An Old Approach to Sabbath

What is the purpose of law? If it is merely about rules, then keeping those rules will supersede all else. When I traveled to The Netherlands to serve as a missionary apprentice, the rules said that I had to leave. After being detained for four hours at the airport, I was allowed to enter the country with strict instructions to report to the police within days. The rule was intended to keep out religious cults; people who would prey upon the citizens of The Netherlands. But, the rules swept all religions into one pile and labeled them all useless and dangerous. The police officer didn’t see it that way. He wanted us to be able to stay in his country. So, he lost our papers. Did he break the law? Or, did he give the law a different interpretation? I think he said, “You seem like nice people who will do no harm to my citizens. I will do what I can to allow you to stay.” But did he have the right to interpret the law?

The Pharisees had the tendency to make the law more important than people and therefore they missed what God was doing with the law. In Luke 6:1-5 their old crusty approach to the law collides with Jesus’ breathing life interpretation. Jesus and his disciples were walking through a grain field on a Sabbath day. In Deuteronomy 23:25 the law said that if you were walking through your neighbor’s standing grain you could pluck the grain with your hand, but make sure you don’t use a sickle.

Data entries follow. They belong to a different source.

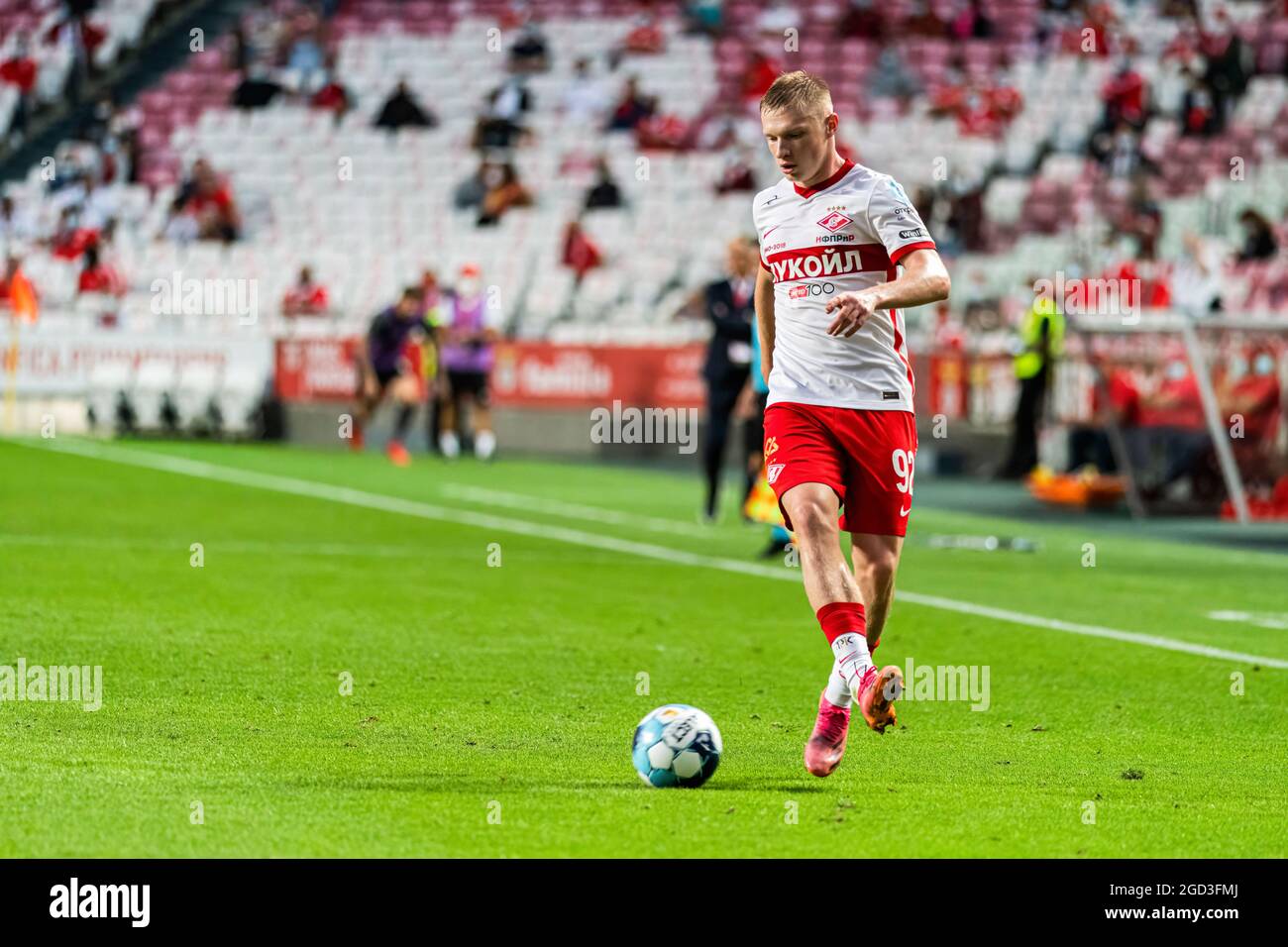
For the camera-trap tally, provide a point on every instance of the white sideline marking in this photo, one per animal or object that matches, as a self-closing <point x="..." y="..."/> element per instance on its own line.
<point x="339" y="549"/>
<point x="484" y="521"/>
<point x="596" y="514"/>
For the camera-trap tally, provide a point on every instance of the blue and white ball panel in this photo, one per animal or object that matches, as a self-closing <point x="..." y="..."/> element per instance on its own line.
<point x="677" y="745"/>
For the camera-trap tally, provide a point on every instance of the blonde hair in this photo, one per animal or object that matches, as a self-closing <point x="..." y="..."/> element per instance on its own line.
<point x="800" y="91"/>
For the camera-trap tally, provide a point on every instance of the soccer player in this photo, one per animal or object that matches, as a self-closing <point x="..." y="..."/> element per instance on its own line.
<point x="469" y="339"/>
<point x="384" y="368"/>
<point x="840" y="436"/>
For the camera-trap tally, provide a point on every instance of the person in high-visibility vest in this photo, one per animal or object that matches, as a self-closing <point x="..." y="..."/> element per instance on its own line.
<point x="1041" y="344"/>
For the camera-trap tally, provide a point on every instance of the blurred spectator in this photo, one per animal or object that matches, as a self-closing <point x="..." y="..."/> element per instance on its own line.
<point x="402" y="110"/>
<point x="304" y="53"/>
<point x="1250" y="390"/>
<point x="498" y="128"/>
<point x="645" y="37"/>
<point x="1119" y="151"/>
<point x="1197" y="278"/>
<point x="180" y="226"/>
<point x="1258" y="237"/>
<point x="1229" y="64"/>
<point x="256" y="89"/>
<point x="503" y="191"/>
<point x="862" y="18"/>
<point x="307" y="296"/>
<point x="1144" y="217"/>
<point x="1171" y="416"/>
<point x="892" y="77"/>
<point x="331" y="95"/>
<point x="115" y="131"/>
<point x="703" y="17"/>
<point x="469" y="192"/>
<point x="760" y="73"/>
<point x="511" y="99"/>
<point x="17" y="294"/>
<point x="69" y="240"/>
<point x="97" y="204"/>
<point x="604" y="192"/>
<point x="970" y="21"/>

Now that makes sense. You are walking through and you’re hungry. You can grab some grain and eat. But don’t get greedy and start to harvest what belongs to someone else. This command provides for the immediate hunger of those walking through a field. So, the disciples plucked some grain, rubbed it together and ate. The problem was that this happened to be a Sabbath. In Exodus 34:21 the Israelites were commanded to keep the Sabbath even during plowing and harvest. The rabbis guarded this law and determined that plucking grain with your hand on the Sabbath was reaping. Rubbing the grain together in their hands would have been considered threshing. For the Pharisees and their approach to law, this would have been a clear violation and the human circumstances of being hungry would have made no difference.

Notice that they ask Jesus and Jesus is more than willing to take responsibility for his disciples’ actions. As you read through the gospels you almost get the feeling that certain Pharisees spent their time just watching for Jesus to do something they could complain about. In their approach to the law, they do not seem to be concerned about helping people and their relationship with God. It is all about accusations – a pointing finger of condemnation.

Jesus asked them, “Have you not even read . . .” which must have felt like a slap to the Pharisees. The story that Jesus directs their attention to is found in 1 Samuel 21:1ff. It is an interesting story of David, who is on the run from Saul, acquiring and sharing some of the consecrated bread or “bread of the presence” with his young men. Now, the law stated that this bread was for Aaron and his descendants; i.e, the priests (Leviticus 24:9). As usual the Pharisees took a very narrow view of this command and interpreted that it would be wrong for anyone other than priests to eat it – ever! But there was this story about someone eating it, and not just any somebody. The epitome of Israelite kings; the man who is called the man after God’s own heart; the anointed king. David himself ate this bread and gave it to his men. David who was not a descendant of Aaron. Jesus ends the episode by simply saying “the Son of Man is Lord (Master) of the Sabbath.”

What is Jesus doing here? What does this obscure story about David eating consecrated bread have to do with new wine and old wineskins; about Sabbath laws; about Jesus being master of the Sabbath? David was God’s anointed who was being hunted by the old king; the king who tried to rid the world of God’s anointed. And as God’s anointed David interpreted the law, not to seclude all but the priests, but to allow those who are hungry to eat the bread that was all about displaying God’s providence. How ironic to interpret God’s rules about this display bread in a way that would allow God’s anointed to starve to death. Just as David, as God’s new anointed King, was allowed to interpret the law and give the bread to his men, Jesus, the anointed Messiah, is allowed to interpret the Sabbath in a way that keeps the intent of the law instead of killing it. Don’t kill God’s laws by approaching them merely as rules. Let God’s law breathe life as they were intended. Law is about relationship; about people. Missing that misses everything.